By the summer of ’64, Thomas Organ Company was JMI’s exclusive U.S. distributor. Like Hammond and Baldwin, Thomas made mostly large, expensive console organs for the upscale home market. These were big business in the early ’60s, and Thomas was a major player. If, in retrospect, they seem rather unhip (at least compared to Hammond), at the time, Thomas was building some of the most technically advanced organs of the day. Still, in ’64, their big endorser was Mitch Miller; Lawerence Welk was featured in the ’65 ad campaign, the spotlight product being an organ with lighted keys showing students which note to hit! They had no footing in the Beat market, not even building small portable units like Vox supplied to likes of the Animals or the Dave Clark Five.

The Eko factory, 1964.
The Eko factory, 1964.

Thomas was actually a relatively young company – founded in 1956 – and by ’64 a subsidiary of Warwick Electronics, which was a major builder of portable TV sets. Thomas was an early pioneer in high-end solidstate technology – in ’59, the company introduced transistor organs, offering an unusual five-year guarantee. They even sold home organs with a built-in stereo phonograph!

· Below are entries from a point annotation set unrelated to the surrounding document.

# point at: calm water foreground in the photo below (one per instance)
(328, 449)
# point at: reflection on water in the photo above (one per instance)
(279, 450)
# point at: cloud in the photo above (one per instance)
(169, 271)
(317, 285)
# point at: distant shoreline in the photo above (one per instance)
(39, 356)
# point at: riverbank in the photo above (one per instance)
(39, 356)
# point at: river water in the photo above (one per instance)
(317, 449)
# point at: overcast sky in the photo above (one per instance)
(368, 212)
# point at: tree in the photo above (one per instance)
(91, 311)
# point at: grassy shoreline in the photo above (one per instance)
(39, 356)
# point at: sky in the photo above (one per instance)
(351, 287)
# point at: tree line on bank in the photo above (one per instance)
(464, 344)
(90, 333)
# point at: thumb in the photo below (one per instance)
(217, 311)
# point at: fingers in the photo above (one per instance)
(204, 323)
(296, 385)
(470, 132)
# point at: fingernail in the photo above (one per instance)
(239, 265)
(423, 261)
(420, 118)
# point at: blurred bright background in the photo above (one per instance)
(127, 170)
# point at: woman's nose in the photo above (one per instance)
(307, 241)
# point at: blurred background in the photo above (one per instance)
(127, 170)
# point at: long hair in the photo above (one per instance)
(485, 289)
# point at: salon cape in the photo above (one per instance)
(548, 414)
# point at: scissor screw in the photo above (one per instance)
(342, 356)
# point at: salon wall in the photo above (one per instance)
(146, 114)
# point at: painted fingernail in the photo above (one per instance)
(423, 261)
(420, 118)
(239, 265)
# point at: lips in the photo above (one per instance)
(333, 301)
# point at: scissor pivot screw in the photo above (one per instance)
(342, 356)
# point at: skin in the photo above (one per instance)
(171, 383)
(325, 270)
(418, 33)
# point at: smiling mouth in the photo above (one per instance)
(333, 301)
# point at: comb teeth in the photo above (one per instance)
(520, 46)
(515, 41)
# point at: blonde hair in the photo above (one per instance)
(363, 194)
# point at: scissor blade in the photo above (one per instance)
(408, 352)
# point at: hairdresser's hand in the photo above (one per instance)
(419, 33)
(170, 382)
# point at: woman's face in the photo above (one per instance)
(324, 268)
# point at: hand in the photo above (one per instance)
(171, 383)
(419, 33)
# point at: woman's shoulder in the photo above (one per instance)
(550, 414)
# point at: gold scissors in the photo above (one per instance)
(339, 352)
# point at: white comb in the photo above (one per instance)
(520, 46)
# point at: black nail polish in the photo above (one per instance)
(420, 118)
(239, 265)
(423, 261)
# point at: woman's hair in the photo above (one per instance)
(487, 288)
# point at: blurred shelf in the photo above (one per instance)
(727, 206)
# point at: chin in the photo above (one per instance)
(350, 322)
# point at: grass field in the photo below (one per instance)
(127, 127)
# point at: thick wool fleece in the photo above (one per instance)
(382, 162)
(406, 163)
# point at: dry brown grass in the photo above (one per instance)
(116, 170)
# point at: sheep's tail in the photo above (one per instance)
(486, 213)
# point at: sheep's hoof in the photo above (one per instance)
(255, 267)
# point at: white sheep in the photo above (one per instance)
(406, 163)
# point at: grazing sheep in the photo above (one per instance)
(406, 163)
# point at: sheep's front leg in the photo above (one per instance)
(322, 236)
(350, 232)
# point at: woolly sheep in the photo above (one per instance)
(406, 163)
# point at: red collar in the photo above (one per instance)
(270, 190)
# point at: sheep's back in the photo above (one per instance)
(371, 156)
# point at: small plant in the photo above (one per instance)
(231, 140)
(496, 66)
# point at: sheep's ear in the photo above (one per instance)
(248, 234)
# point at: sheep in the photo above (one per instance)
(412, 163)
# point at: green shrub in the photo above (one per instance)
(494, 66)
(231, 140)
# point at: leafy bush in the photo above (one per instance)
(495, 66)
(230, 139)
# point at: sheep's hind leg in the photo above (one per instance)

Thomas’ gung-ho founder and president was one Joe Benaron, a big believer in aggressive marketing. In ’62, the company advised music dealers, “Strong, aggressive merchants are selling Thomas – or should be! Join Thomas now… don’t wake up to discover yourself selling against it!” Even so, Benaron was watching its share in the overall market shrink as teenagers everywhere turned to guitars. By late ’64, even Piano Trade magazine was running features like “Guitar – The Instrument with the Golden Future!” Benaron, like many in his shoes, wanted a piece of that action!

The Eko factory, 1964.
The Eko factory, 1964.

Personally, Benaron had much common ground with Tom Jennings, who also started with electric keyboards. Jennings admired the big “Classy” products Thomas built, and it’s been suggested he considered his amps, guitars, and organs to be less-admirable creations despite their success. Jennings was pleased to distribute Thomas organs in the U.K., and in turn Thomas secured exclusive American distribution rights to Vox. At the British Music Trade Fair on August 30, 1964, Thomas placed an order for $1 million worth of Vox equipment; at the time the largest single order for musical merchandise ever made with a U.K. firm. This was followed in mid November by a second order for $1.5 million and, in early ’65, with another for $2 million. Add various exports to Europe and the Far East and the situation for JMI looked rosy – on the surface. The challenge came in supplying the product!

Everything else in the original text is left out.